20:20 (Pt 1) Prodigious Bribes, Wonky Spells, Silent Judgment

Thirteen years ago (gulp) we launched a series called 20:07 which was immediately popular and imitated around the web (back when everyone had blogs, natch). In the series we froze a movie at just that spot, a punny play on time stamps vs the year we were living through. Occassionally we revisited the series with a different timestamp in other years due to our ongoing fetish for freezeframing movies at random. But we haven't done it in forevs. So since half the internet believes that, like, 'no movies came out in 2020' let's revisit 2020 releases that happen to already be streaming and freeze them at 20:20* just because.

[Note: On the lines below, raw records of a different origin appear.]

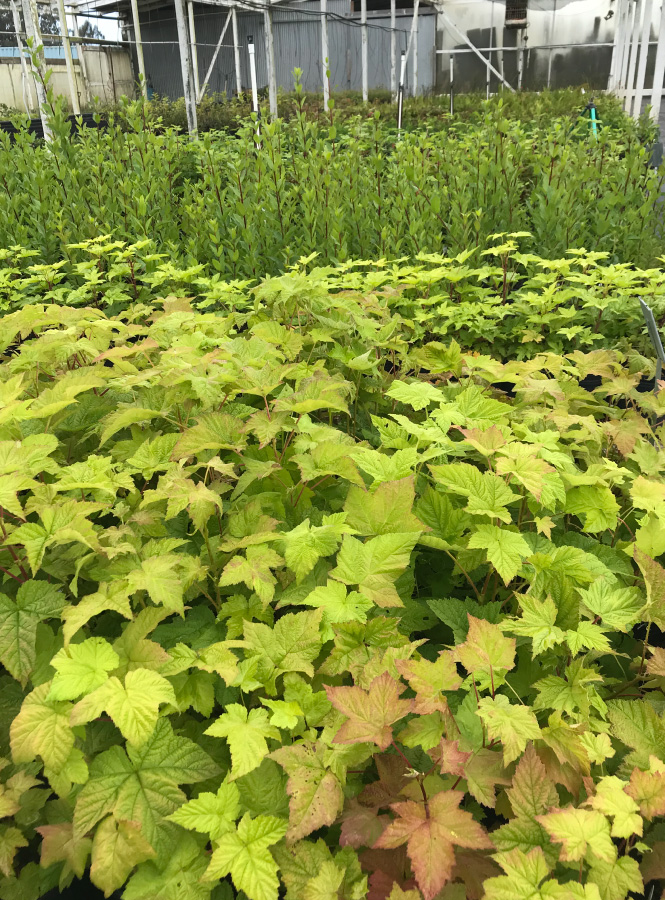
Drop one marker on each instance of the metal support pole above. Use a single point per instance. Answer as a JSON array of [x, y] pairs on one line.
[[632, 61], [644, 53], [69, 62], [659, 69], [136, 22], [463, 37], [270, 60], [416, 5], [195, 55], [25, 73], [324, 53], [363, 49], [549, 61], [236, 50], [393, 52], [186, 67], [33, 31], [400, 91], [201, 91], [252, 73]]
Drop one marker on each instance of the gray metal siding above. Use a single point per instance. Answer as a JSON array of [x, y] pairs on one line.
[[297, 37]]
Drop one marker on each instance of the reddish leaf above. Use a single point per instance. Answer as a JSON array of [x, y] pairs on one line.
[[372, 713], [430, 835]]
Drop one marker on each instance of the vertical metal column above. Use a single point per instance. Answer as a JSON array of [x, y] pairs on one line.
[[136, 22], [270, 59], [363, 49], [186, 67], [644, 53], [393, 52], [33, 31], [192, 41], [324, 53], [69, 62], [236, 50], [25, 72], [659, 69]]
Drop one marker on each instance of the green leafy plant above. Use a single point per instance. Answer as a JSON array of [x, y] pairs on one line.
[[296, 601]]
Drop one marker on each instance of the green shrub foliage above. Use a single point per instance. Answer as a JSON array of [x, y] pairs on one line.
[[297, 601]]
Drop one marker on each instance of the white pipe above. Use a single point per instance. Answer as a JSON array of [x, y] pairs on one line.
[[195, 54], [25, 72], [659, 69], [201, 91], [270, 60], [69, 61], [549, 61], [632, 62], [393, 52], [325, 53], [186, 67], [236, 50], [363, 49], [33, 32], [139, 47], [644, 53]]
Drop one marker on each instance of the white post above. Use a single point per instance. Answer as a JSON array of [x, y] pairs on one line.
[[324, 53], [625, 51], [186, 67], [192, 40], [363, 50], [416, 5], [549, 61], [201, 91], [25, 72], [270, 59], [632, 62], [69, 62], [489, 55], [659, 69], [33, 32], [139, 46], [644, 53], [252, 73], [393, 52], [236, 49]]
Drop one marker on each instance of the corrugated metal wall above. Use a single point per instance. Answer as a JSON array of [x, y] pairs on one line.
[[297, 37]]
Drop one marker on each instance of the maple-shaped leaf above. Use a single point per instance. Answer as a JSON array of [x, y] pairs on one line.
[[537, 622], [60, 844], [579, 831], [512, 724], [246, 734], [648, 790], [42, 729], [212, 814], [375, 565], [429, 679], [82, 668], [385, 510], [486, 649], [35, 602], [431, 832], [370, 714], [133, 706], [116, 848], [532, 791], [291, 646], [253, 569], [244, 854], [505, 549], [612, 799], [316, 795]]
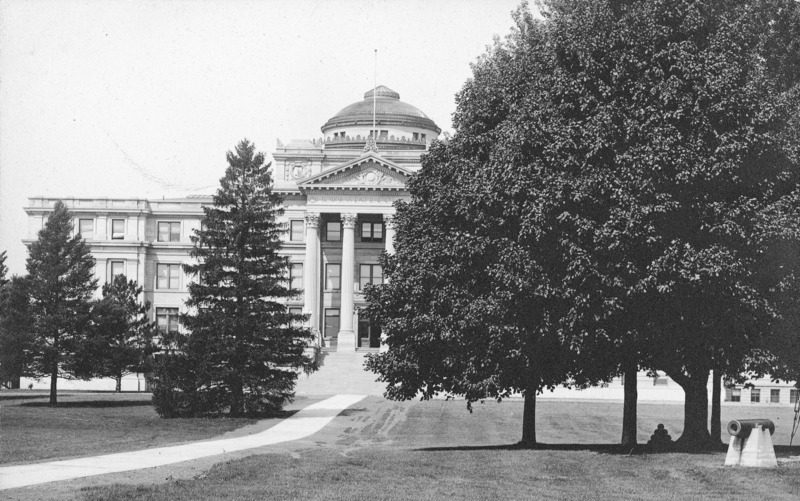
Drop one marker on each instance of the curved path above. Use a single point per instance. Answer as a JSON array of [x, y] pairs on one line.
[[305, 422]]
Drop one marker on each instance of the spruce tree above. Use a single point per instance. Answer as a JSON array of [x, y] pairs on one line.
[[60, 285], [120, 337], [244, 349]]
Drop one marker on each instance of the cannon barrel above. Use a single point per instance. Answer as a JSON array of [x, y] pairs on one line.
[[743, 427]]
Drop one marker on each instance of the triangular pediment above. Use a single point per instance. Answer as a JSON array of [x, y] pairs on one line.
[[369, 171]]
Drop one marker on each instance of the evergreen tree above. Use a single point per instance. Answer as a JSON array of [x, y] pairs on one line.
[[60, 286], [120, 337], [244, 349], [16, 341]]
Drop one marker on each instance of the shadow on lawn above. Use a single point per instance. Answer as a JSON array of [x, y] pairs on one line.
[[612, 449], [98, 404]]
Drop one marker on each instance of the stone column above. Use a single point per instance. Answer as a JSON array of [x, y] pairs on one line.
[[347, 336], [388, 219], [311, 270]]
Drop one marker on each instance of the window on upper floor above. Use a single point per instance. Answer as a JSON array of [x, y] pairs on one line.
[[296, 230], [333, 276], [169, 231], [333, 231], [116, 268], [167, 320], [371, 232], [117, 229], [296, 276], [370, 274], [86, 228], [169, 276]]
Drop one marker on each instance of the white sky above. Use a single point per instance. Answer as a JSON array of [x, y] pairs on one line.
[[143, 98]]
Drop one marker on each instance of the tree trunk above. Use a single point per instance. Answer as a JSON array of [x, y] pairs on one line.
[[237, 399], [716, 407], [53, 383], [629, 426], [54, 373], [529, 419], [695, 436]]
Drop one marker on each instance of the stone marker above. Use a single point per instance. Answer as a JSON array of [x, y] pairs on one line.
[[751, 443]]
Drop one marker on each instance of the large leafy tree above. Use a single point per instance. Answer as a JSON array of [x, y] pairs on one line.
[[630, 170], [60, 286], [244, 348], [120, 338]]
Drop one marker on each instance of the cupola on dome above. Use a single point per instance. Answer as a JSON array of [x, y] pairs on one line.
[[389, 111]]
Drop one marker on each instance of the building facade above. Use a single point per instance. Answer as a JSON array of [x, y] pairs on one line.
[[339, 192]]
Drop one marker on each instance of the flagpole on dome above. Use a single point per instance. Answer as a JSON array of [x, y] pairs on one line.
[[372, 138]]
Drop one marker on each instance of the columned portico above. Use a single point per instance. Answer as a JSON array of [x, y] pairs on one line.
[[347, 336], [311, 273]]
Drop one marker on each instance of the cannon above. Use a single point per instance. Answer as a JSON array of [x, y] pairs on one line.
[[751, 443], [743, 427]]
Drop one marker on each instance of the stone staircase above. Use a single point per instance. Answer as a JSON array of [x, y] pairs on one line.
[[340, 373]]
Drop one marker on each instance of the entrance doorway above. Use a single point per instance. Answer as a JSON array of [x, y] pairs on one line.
[[331, 333], [369, 336]]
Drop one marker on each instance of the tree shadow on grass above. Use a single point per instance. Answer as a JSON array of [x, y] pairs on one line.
[[98, 404], [611, 449], [11, 398]]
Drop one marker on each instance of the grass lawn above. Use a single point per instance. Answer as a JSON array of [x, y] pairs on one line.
[[86, 424], [437, 450]]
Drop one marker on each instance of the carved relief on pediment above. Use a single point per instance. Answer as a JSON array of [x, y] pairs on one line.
[[297, 169]]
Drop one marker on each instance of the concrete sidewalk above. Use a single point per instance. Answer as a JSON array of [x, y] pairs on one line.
[[305, 422]]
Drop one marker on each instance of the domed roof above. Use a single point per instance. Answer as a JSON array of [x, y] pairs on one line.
[[389, 110]]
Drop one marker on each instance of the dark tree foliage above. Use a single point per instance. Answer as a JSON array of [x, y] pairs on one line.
[[120, 337], [621, 192], [16, 338], [245, 349], [60, 285]]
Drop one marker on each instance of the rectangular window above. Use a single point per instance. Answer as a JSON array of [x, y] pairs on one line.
[[296, 276], [333, 231], [333, 277], [331, 322], [167, 320], [371, 232], [86, 228], [295, 310], [168, 276], [169, 231], [370, 274], [117, 229], [117, 268], [297, 230]]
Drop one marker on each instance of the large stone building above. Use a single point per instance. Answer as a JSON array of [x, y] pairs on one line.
[[339, 192]]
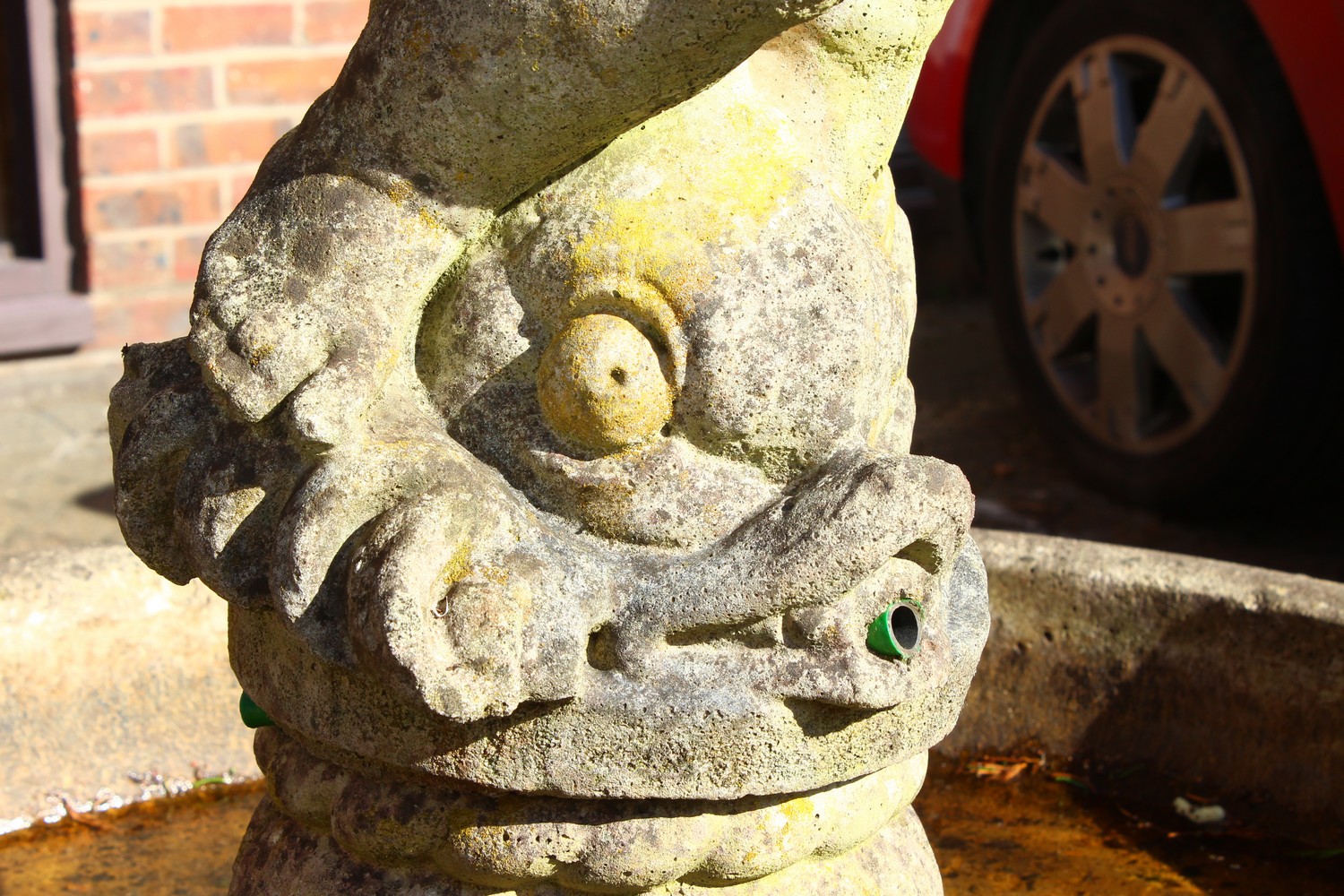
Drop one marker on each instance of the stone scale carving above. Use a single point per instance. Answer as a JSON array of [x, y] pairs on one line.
[[545, 422]]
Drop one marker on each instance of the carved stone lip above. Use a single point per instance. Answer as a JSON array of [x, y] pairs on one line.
[[672, 739]]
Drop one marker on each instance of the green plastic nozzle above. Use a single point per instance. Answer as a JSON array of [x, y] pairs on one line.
[[253, 715], [898, 630]]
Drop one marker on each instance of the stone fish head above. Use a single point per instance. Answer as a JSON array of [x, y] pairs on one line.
[[632, 487]]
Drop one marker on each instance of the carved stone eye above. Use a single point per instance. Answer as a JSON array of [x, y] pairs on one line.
[[601, 384]]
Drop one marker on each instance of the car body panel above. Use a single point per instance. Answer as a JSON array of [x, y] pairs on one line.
[[1306, 38]]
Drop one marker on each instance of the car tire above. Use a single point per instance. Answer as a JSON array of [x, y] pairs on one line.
[[1163, 269]]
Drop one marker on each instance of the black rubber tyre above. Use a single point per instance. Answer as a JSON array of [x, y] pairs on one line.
[[1276, 408]]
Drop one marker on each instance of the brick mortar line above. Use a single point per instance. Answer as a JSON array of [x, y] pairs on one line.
[[158, 231], [91, 126], [139, 5], [204, 58], [168, 177]]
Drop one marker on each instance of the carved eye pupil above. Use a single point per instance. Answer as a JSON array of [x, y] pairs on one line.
[[601, 386]]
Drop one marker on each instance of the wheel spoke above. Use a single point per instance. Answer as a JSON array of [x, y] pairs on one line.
[[1185, 352], [1117, 376], [1053, 194], [1168, 131], [1105, 129], [1210, 238], [1062, 308]]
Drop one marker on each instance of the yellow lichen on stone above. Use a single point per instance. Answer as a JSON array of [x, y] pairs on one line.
[[659, 231], [601, 384]]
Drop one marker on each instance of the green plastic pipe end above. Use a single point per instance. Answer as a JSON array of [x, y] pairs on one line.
[[253, 715], [898, 630]]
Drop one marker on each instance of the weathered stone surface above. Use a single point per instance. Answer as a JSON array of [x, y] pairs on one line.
[[545, 416], [284, 858], [588, 845]]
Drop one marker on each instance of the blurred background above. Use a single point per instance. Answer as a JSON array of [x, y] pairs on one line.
[[1126, 223]]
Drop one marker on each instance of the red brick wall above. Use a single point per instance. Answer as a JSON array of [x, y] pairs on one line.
[[177, 101]]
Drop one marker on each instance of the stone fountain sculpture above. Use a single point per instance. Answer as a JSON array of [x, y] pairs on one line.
[[545, 422]]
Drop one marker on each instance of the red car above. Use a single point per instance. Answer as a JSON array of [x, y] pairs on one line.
[[1158, 193]]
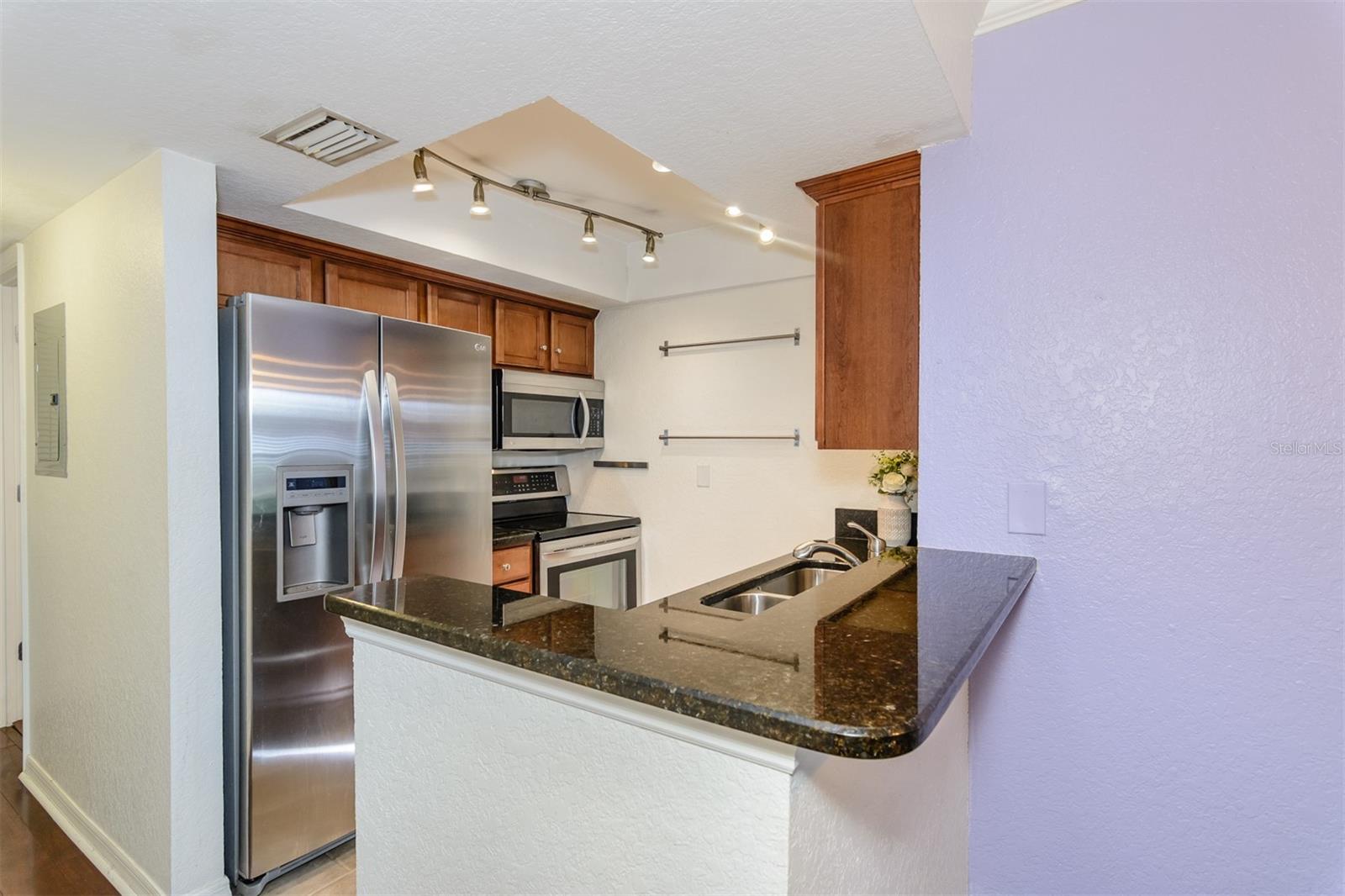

If you enjoy or if it piques your interest, we'll keep going for a whole 2020 release library ;).  The movies were chosen at random. How many of these 11 pictures have you seen? (We're going to have to start bingeing 2020 releases ourselves in order to catch up in time for the Film Bitch Awards. This will be the first year where those awards don't exactly line up with the Oscars, eligibility wise, since we want to stick to calendar year since that's what we've always done. 

* timestamp is not exact. DVD counters were exact but streaming tends to be difficult to read exact time stamps due to backwards counting on some sites, the lack of frame by frame ability, time stamps disappearing with pausing, pre-movie ads, and the like depending on the service, so these are "approximations". 

Always wondered what Grandma kept in those locked closets. Turns out it was full of medicinal herbs and elixirs and old books about ancient healing.

THE WITCHES (Robert Zemeckis, US) 
Warner Bros. Original release date: Oct 22nd. Streaming on HBO Max

I was such a fan of the 1990 version and Anjelica Huston's amazing performance as the Grand High Witch that I haven't yet had the heart to watch this remake despite sturdy Octavia Spencer not to mention Anne Hathaway camping it up. Have any of you watched this yet?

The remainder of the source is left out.